今回は「なんのはなしです家」への応募作です。
・・・今日〆切ですね。あっぶねー。
ちょっと前に家のエッセイを書いたので、家関係はネタ切れ気味でしたが、突貫工事的にギリギリ仕上げました。
前回⇧は「変な家」について書きましたが、
今回は「不思議な窓」について書きました。
(例に「ドアのはなし」あったから「窓のはなし」もOKですよね?)
なお、前回はエッセイでしたが、今回は完全なる創作です。
よろしければおつきあいください。
(本文:345字)
* * *
私の家には不思議な窓がある。
——いや、正確には窓たちだ。
その窓たちは、覗き込んでも外の景色が見えることはない。
代わりに、そのときに私が見たい景色が見られるのだ。
訪れたこともない異国の風景。
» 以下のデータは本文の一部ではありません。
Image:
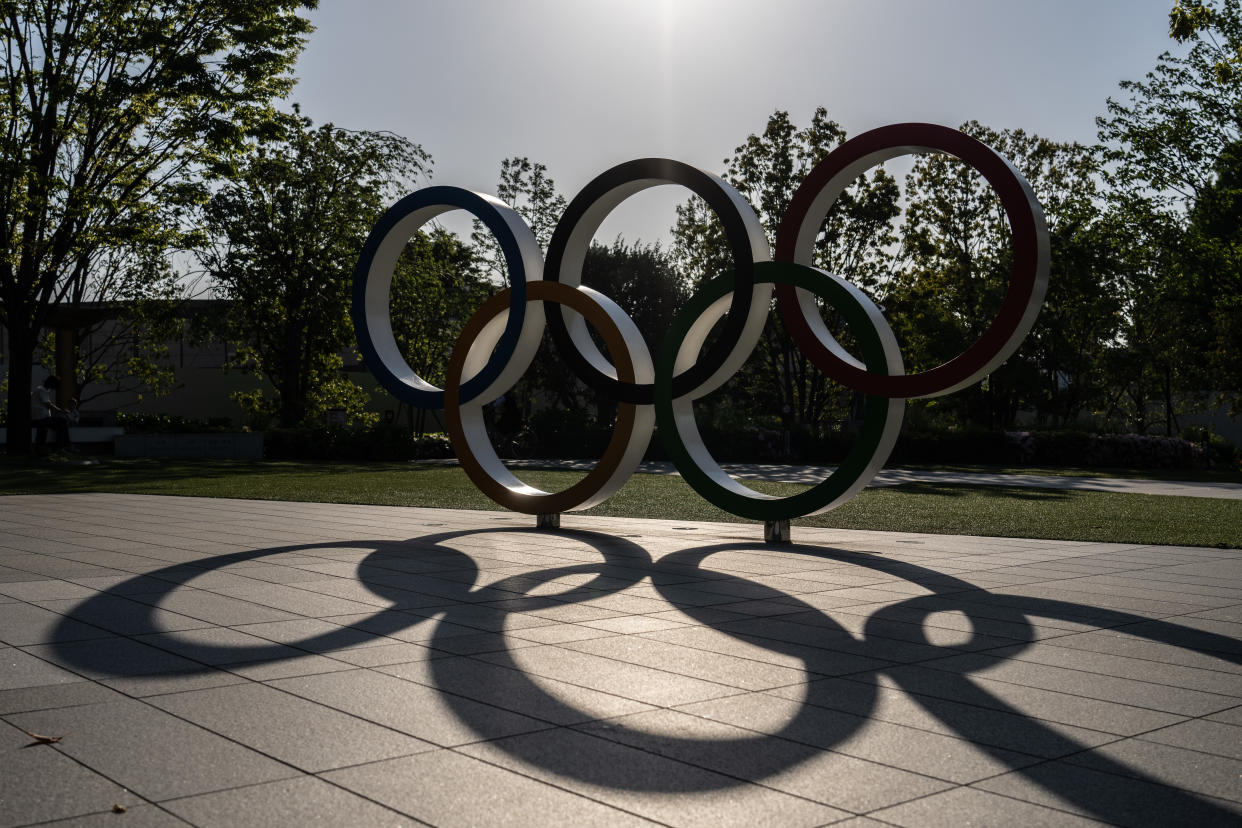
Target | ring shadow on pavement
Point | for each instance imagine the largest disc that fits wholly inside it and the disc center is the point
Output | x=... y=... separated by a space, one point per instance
x=1108 y=791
光り輝く青い海。あの日の思い出——。
窓たちが切り取る景色は、いつも私の日常を彩ってくれた。
ところが、最近我が家の窓たちの様子がおかしい。
真っ暗な景色だけが広がっているのだ。
大きなジャングルジムがあったあの公園も、泥だらけになって掘った大きなサツマイモも、私の好きなハンバーガーも、もう我が家の窓たちは映してはくれなかった。
その晩、父は私を慰めようとマックを買って来た。
父の優しさはちょっとズレていたが、私にはちょうどよかった。
以上が、我が家の「Windows」が壊れて「Mac」に乗り換えた経緯である。